Now, you may be thinking at this point, “60,000 years is a long time, but most fossils are much older than this. How do you measure farther back in time without carbon?” Well, carbon is only one of several useful isotopes. You may have heard of uranium, the element that is usually used in nuclear reactors- well, no surprise, but it’s radioactive, and decays into lead at a very slow rate. Two rates, actually- two different isotopes of uranium decay into two different isotopes of lead, one with a half-life of 700 million years, and the other with a half-life of 4.5 billion years. That’s right- billion. In addition, potassium decays to argon with a half-life of 1.3 billion years, and rubidium decays to strontium with a half-life of 50 billion years. Now, obviously, this is far older than any existing fossil- but these dating techniques are used on the rocks which surround the fossils. Fossils exist in very specific and discrete layers of rock strata, and so all a geologist has to do is date the strata layer using one of these radiometric methods, and then any fossils found within that layer are placed roughly within that time frame.

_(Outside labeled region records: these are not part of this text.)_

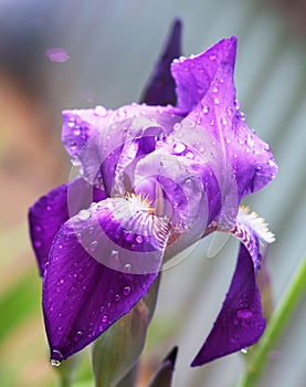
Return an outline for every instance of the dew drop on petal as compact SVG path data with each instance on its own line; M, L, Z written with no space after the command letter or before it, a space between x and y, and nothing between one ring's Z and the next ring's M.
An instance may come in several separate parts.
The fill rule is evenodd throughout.
M60 351L53 349L51 353L51 360L50 364L52 367L59 367L63 360L63 355L61 354Z
M126 270L126 271L130 271L130 270L131 270L131 264L130 264L130 263L127 263L127 264L125 265L125 270Z
M40 240L34 241L34 245L35 245L35 248L41 248L42 241L40 241Z
M141 236L137 236L136 237L136 242L137 243L141 243L143 242L143 237Z
M204 114L208 114L208 113L209 113L209 106L208 106L208 105L205 105L205 106L203 107L203 113L204 113Z
M187 154L186 154L186 157L189 158L189 159L193 159L194 158L194 155L191 150L189 150Z
M94 109L95 115L99 117L106 117L107 116L107 109L104 106L97 105Z
M105 314L104 316L102 316L101 321L103 324L107 323L107 321L108 321L107 315Z
M253 313L249 310L241 310L236 313L238 318L250 318L252 315Z
M228 124L228 119L226 118L221 118L221 123L225 126Z
M87 220L91 218L91 212L88 210L81 210L77 215L80 220Z
M130 286L125 286L124 287L124 290L123 290L123 295L129 295L130 294L130 292L131 292L131 289L130 289Z
M93 241L89 245L89 251L94 252L97 249L97 241Z
M179 130L180 128L181 128L181 124L180 123L175 124L175 126L173 126L175 130Z
M176 154L181 154L182 151L184 151L186 149L186 145L182 143L176 143L173 146L173 150Z
M81 135L81 127L78 125L75 125L73 133L75 134L75 136L80 136Z
M77 343L80 342L80 339L82 338L83 336L83 332L82 331L77 331L75 336L73 337L74 342Z

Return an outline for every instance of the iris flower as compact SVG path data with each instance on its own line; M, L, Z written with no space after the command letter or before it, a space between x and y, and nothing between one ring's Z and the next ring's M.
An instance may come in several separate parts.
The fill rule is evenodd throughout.
M29 216L53 365L128 313L163 262L213 231L241 243L230 290L192 366L263 334L256 272L260 242L273 234L239 206L277 167L236 101L236 38L188 59L175 59L179 51L177 21L145 103L63 112L62 140L78 175Z

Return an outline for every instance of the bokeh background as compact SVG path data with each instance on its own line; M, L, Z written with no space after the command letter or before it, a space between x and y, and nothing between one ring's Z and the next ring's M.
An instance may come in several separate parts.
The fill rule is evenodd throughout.
M183 53L239 38L235 81L250 127L270 143L279 174L247 198L276 233L267 269L273 304L305 252L306 2L304 0L0 0L0 384L51 387L41 315L41 283L28 237L28 207L68 178L60 143L61 111L137 101L175 17L183 20ZM52 62L46 50L68 59ZM235 386L242 354L191 369L235 264L230 240L208 259L199 243L163 273L139 387L179 345L175 387ZM211 251L211 250L210 250ZM306 297L271 354L260 387L302 387ZM83 360L76 386L89 378ZM91 385L88 385L91 386Z

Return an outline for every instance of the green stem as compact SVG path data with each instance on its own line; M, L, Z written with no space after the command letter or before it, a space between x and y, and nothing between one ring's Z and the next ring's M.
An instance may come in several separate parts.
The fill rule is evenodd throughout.
M306 287L306 255L302 260L300 265L296 270L287 290L285 291L278 306L273 313L265 333L258 344L253 348L251 358L246 364L246 368L239 381L239 387L253 387L260 378L267 360L267 355L275 347L275 343L281 336L298 304Z

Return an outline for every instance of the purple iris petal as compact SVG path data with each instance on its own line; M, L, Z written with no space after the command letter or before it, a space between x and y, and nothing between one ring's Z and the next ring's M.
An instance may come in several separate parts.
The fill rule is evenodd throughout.
M265 328L255 270L241 243L238 264L221 312L204 345L192 362L200 366L255 344Z
M155 107L152 108L152 111ZM83 177L103 187L107 196L130 191L135 163L155 149L159 138L167 137L181 116L141 114L127 118L92 136L78 154ZM133 165L131 165L133 164Z
M270 182L276 175L277 168L267 144L249 129L235 102L233 81L235 43L235 39L223 40L211 49L219 50L218 66L210 69L214 72L211 73L212 77L208 76L209 81L204 86L201 85L200 77L194 77L198 85L196 90L205 90L205 93L201 94L201 101L199 101L200 96L197 96L197 107L182 121L181 126L186 128L186 122L197 123L203 128L205 136L210 134L214 138L220 153L223 153L222 158L219 157L219 161L221 160L219 164L223 164L229 177L234 176L235 178L236 200L239 202L245 195L252 194ZM198 66L200 69L201 63L201 69L205 69L207 61L211 55L209 52L186 61L186 65L190 66L192 74L193 61L194 69ZM186 62L182 62L182 66ZM188 138L187 129L181 133L181 136ZM226 187L228 190L233 188L233 184L230 186L222 184L222 187L223 189ZM233 205L232 200L230 205Z
M53 239L64 222L82 208L104 198L102 190L77 178L68 185L54 188L30 208L30 234L41 275L44 274Z
M71 218L57 233L43 282L44 318L54 360L93 342L157 278L167 224L151 219L135 200L101 201ZM143 222L137 221L139 217Z
M124 169L138 149L146 153L154 148L148 129L155 127L156 137L167 136L181 116L171 106L133 104L115 112L104 109L104 115L101 109L64 112L62 139L84 178L110 196L118 165Z
M177 84L178 107L189 113L203 98L223 62L234 66L236 38L223 39L200 55L175 60L171 73Z
M141 101L148 105L176 105L176 83L170 72L173 59L181 54L181 21L176 20L171 27L168 42L156 64L155 72L145 87Z

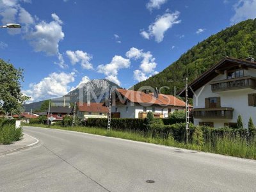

But, are there any problems with these methods? Well, they’re not perfect, of course- no measurement is. But when scientists make measurements, they use the power of statistics- that is, if a measurement accurately reflects a particular phenomenon, then multiple, independent measurements of that same phenomenon should distribute around a clear average, with proportionally little variation. And that’s what happens- many measurements are made when dating a particular strata, or organic sample, and only if those measurements show a clear consensus is the date accepted. In addition, depending on the phenomenon, radiometric dates can be cross-checked with other observable dating methods- dendrochronology, for example- the counting of tree rings.
So, to review- certain radioactive and naturally occurring isotopes of various elements are known to decay into other elements at measurable rates, and by analyzing the ratios of the starting isotope and its product, scientists are able to reliably date organic objects only a few hundred years old, as well as inorganic objects more than a billion years old. These methods are independently verifiable, and can also be compared with other empirical dating methods for calibration.